Given her enthusiasm for all things English, it is not surprising that it was Catherine the Great who introduced Horse Racing in the English Style to Russia in the 1780’s, and it was only a matter of time before the sport became a vehicle for diplomatic exchange.

On at least two occasions in the 19th Century members of the Russian Royal Family, having enjoyed visits to English race courses,  donated prize money as a gesture of goodwill.  Both gifts have connections with races that still run today.

In 1839, following a particularly uncomfortable period in Anglo/Russian diplomatic relations, Nicholas 1st wishing to improve matters sent his son, the ill-fated future Alexander 2nd, on a state visit to England.  Despite initial misgivings the visit proved to be a success.  Victoria expressed herself to be ‘delighted’ with her visitor, who taught her to dance the Mazurka at Windsor Castle. Palmerston took the Grand Duke to Newmarket Races, where he made a donation to the Jockey Club.  It was decided that an annual race should be  named after him and the Cesarevich, as it is called, continues to be run at the course every October.

A less happy visit by a Russian royal took place in 1844 when the Emperor himself, Nicholas 1st, came to England.  Nicholas was a much more demanding guest, and his visit, while later considered an overall success, was more awkward.  Like his son, the Emperor was also taken to the races, this time to Ascot. Here he announced that he would provide an annual race prize of 500 guineas for as long as he reigned.  The new trophy was called The Emperor’s Plate, which also became the name of the race, although, unsurprisingly, during the Crimean War, the event reverted to being called the Gold Cup.

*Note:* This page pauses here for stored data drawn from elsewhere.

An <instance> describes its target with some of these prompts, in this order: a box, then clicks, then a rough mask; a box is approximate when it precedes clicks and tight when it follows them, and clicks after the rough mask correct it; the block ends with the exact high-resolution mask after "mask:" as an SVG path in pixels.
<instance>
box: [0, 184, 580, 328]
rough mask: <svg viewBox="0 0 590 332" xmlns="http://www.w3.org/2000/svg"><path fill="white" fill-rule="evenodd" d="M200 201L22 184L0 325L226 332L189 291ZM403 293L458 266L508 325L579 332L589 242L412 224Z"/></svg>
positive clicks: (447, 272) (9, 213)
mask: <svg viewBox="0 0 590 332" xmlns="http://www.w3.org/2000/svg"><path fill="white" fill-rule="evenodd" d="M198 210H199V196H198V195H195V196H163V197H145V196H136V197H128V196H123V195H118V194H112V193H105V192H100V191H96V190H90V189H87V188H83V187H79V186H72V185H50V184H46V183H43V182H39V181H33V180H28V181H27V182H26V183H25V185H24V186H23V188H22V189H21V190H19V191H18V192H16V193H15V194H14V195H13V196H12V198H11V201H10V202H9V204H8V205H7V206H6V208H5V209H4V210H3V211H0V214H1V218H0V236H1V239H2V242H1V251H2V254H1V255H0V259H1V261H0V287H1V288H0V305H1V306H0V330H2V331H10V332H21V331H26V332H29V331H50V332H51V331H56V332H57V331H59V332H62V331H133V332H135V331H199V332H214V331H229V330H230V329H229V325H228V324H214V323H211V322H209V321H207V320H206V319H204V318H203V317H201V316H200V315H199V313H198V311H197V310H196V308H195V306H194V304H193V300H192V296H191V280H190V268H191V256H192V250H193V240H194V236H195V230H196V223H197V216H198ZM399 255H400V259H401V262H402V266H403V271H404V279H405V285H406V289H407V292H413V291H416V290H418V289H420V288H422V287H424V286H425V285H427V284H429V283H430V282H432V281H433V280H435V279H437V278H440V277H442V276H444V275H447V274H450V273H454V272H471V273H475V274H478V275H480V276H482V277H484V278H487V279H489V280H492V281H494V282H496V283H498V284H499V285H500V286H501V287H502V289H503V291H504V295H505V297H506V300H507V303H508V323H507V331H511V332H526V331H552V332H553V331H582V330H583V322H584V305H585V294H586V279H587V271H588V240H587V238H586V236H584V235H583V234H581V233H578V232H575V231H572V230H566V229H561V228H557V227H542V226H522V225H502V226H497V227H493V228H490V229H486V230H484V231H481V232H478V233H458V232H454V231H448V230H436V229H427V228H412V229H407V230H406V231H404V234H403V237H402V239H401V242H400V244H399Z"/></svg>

Gifts of racehorses for diplomatic reasons probably go back to Catherine’s time, and the practice persisted during the Soviet Era.  Simon Dixon, in his article about trends in horseracing in the 19th Century (Slavonic and Eastern European Review 2020), describes how in 1946 Stalin presented two Russian  thoroughbreds to W. Averell Harriman, the departing American Ambassador. Harriman had admired the animals in Red Square where they were taking part in a victory parade. The Russian leader sent the horses to America along with a Russian vet, a jockey and two grooms.  History does not seem to relate if the humans involved ever returned to Russia.